Afin de ménager cette part de la société, dite civile, qui le légitime, l’État a recours aux paramilitaires, force occulte qui trouve dans cette connivence avec l’État le moyen de satisfaire impunément ses intérêts particuliers. En général, ces groupes paramilitaires sont ancrés dans la région où ils sévissent, ils y représentent les intérêts d’une frange de la population. Les paramilitaires qui tentent de terroriser la population nahua d’Ostula dans le Michoacán sont issus de l’alliance objective entre les pseudo petits propriétaires métis accapareurs des terres communales de Xayakalan, les cartels de la drogue et l’État. L’exercice de l’autonomie à Ostula vient faire obstacle à d’ambitieux projets touristiques sur la côte pacifique du Michoacán. Dans la Mixteca Alta, où se trouve la Commune de Copala, les paramilitaires représentent la rencontre entre la survivance de l’esprit colonial [4] selon lequel les Indiens sont corvéables à merci, les ambitions politiques des dirigeants de certaines organisations indigènes et des intérêts plus occultes, les paramilitaires attaquent où il y a des routes potentielles pour les narcos, les trafiquants de drogue, et les polleros, les trafiquants de travailleurs clandestins. Au Chiapas, le puissant groupe paramilitaire de l’OPDDIC [5] s’appuie essentiellement sur la soif de terre des paysans indigènes pour harceler les communautés zapatistes, derrière ce harcèlement, nous trouvons des projets touristiques et un plan d’envergure internationale présenté sous le nom de « Projet d’intégration et de développement de Mésoamérique ».
Les groupes paramilitaires sont bien implantés dans une région et ils surgissent à partir du moment où il y a convergence d’intérêts entre l’État et le particulier, cet enracinement dans une région permet à l’État de mener une guerre d’usure par personnes interposées, peu visible sur le plan national, contre les peuples indiens.
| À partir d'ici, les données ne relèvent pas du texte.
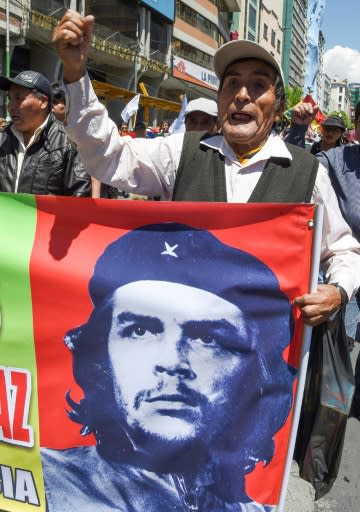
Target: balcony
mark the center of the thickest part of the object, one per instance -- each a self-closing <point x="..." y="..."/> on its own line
<point x="233" y="5"/>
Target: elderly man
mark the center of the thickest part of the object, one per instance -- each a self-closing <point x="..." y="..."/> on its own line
<point x="246" y="162"/>
<point x="201" y="116"/>
<point x="36" y="156"/>
<point x="181" y="375"/>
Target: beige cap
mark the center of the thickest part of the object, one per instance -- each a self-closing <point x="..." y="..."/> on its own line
<point x="242" y="49"/>
<point x="202" y="105"/>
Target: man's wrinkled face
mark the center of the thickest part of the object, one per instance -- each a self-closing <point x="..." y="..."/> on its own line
<point x="247" y="104"/>
<point x="331" y="134"/>
<point x="176" y="353"/>
<point x="58" y="108"/>
<point x="27" y="111"/>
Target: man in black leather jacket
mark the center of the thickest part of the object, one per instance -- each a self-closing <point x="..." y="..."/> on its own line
<point x="36" y="156"/>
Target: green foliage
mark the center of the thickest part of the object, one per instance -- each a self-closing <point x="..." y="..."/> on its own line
<point x="293" y="96"/>
<point x="345" y="118"/>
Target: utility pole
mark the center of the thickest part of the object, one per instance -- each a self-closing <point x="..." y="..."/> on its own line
<point x="7" y="50"/>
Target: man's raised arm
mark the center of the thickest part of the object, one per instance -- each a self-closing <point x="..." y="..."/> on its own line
<point x="72" y="41"/>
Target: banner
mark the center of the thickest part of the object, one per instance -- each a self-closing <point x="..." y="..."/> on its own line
<point x="149" y="352"/>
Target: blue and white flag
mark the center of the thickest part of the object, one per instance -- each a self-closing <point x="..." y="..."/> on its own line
<point x="131" y="108"/>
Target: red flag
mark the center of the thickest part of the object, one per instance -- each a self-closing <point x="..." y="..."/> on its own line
<point x="114" y="276"/>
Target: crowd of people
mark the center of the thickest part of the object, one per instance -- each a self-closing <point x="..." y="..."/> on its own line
<point x="241" y="158"/>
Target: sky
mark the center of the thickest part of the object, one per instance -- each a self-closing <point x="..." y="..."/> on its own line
<point x="340" y="27"/>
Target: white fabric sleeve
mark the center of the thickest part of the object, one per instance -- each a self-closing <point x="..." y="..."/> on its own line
<point x="340" y="251"/>
<point x="141" y="166"/>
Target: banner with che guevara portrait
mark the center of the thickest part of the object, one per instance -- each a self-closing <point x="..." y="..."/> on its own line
<point x="149" y="352"/>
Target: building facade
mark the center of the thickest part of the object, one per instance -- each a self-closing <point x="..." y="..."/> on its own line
<point x="354" y="89"/>
<point x="340" y="98"/>
<point x="161" y="48"/>
<point x="295" y="41"/>
<point x="270" y="28"/>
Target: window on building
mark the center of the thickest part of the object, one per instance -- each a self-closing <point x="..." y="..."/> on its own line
<point x="192" y="54"/>
<point x="252" y="18"/>
<point x="198" y="21"/>
<point x="273" y="38"/>
<point x="266" y="29"/>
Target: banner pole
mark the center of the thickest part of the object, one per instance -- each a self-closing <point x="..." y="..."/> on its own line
<point x="315" y="264"/>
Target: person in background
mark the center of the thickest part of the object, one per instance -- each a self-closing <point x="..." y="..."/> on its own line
<point x="36" y="155"/>
<point x="343" y="164"/>
<point x="332" y="132"/>
<point x="124" y="129"/>
<point x="247" y="161"/>
<point x="58" y="102"/>
<point x="201" y="115"/>
<point x="140" y="130"/>
<point x="3" y="124"/>
<point x="164" y="128"/>
<point x="251" y="100"/>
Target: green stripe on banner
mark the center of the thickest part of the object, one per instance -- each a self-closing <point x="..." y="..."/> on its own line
<point x="20" y="463"/>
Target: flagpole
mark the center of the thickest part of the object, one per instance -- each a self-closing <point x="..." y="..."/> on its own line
<point x="7" y="50"/>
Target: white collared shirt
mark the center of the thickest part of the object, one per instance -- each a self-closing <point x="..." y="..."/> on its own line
<point x="23" y="149"/>
<point x="149" y="166"/>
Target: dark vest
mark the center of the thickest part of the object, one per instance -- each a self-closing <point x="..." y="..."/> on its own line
<point x="201" y="175"/>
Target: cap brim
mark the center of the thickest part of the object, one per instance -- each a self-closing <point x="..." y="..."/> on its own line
<point x="242" y="49"/>
<point x="6" y="83"/>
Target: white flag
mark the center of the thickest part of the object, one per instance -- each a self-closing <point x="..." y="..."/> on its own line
<point x="131" y="108"/>
<point x="178" y="125"/>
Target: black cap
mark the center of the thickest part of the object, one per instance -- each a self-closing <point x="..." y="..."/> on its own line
<point x="30" y="80"/>
<point x="140" y="126"/>
<point x="334" y="121"/>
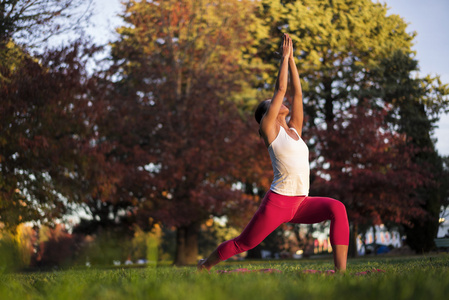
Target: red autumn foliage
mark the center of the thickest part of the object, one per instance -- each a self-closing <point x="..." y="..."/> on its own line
<point x="369" y="167"/>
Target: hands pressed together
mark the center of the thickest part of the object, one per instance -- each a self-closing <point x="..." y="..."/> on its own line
<point x="287" y="46"/>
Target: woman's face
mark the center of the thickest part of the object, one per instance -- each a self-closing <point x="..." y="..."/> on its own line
<point x="284" y="109"/>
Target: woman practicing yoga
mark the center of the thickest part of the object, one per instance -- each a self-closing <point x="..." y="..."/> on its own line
<point x="287" y="200"/>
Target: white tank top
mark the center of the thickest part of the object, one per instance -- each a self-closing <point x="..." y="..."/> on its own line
<point x="290" y="161"/>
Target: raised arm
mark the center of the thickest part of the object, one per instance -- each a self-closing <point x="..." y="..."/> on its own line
<point x="268" y="124"/>
<point x="297" y="114"/>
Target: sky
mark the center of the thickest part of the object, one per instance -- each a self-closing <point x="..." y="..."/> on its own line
<point x="429" y="19"/>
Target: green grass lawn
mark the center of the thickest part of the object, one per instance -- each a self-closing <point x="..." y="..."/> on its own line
<point x="423" y="277"/>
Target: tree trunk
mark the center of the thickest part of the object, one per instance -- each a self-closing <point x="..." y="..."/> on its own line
<point x="187" y="245"/>
<point x="352" y="251"/>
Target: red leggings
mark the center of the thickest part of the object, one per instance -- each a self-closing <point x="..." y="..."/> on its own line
<point x="276" y="209"/>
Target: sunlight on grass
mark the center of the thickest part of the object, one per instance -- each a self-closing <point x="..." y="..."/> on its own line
<point x="404" y="278"/>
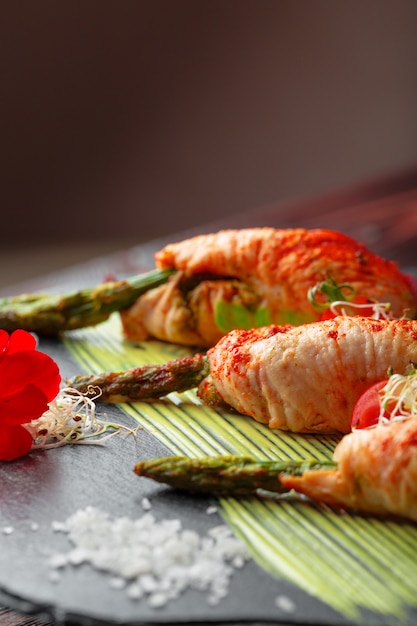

Cependant la surprenante résistance des zapatistes au Chiapas, à Oaxaca, dans le Guerrero, dans le Michoacán, à Atenco, retrouvant, renforçant, construisant leur autonomie sociale face aux forces contraires de désagrégation et d’asservissement liguées contre eux a de quoi attiser notre curiosité, aiguillonner notre réflexion et réveiller notre solidarité et notre engagement.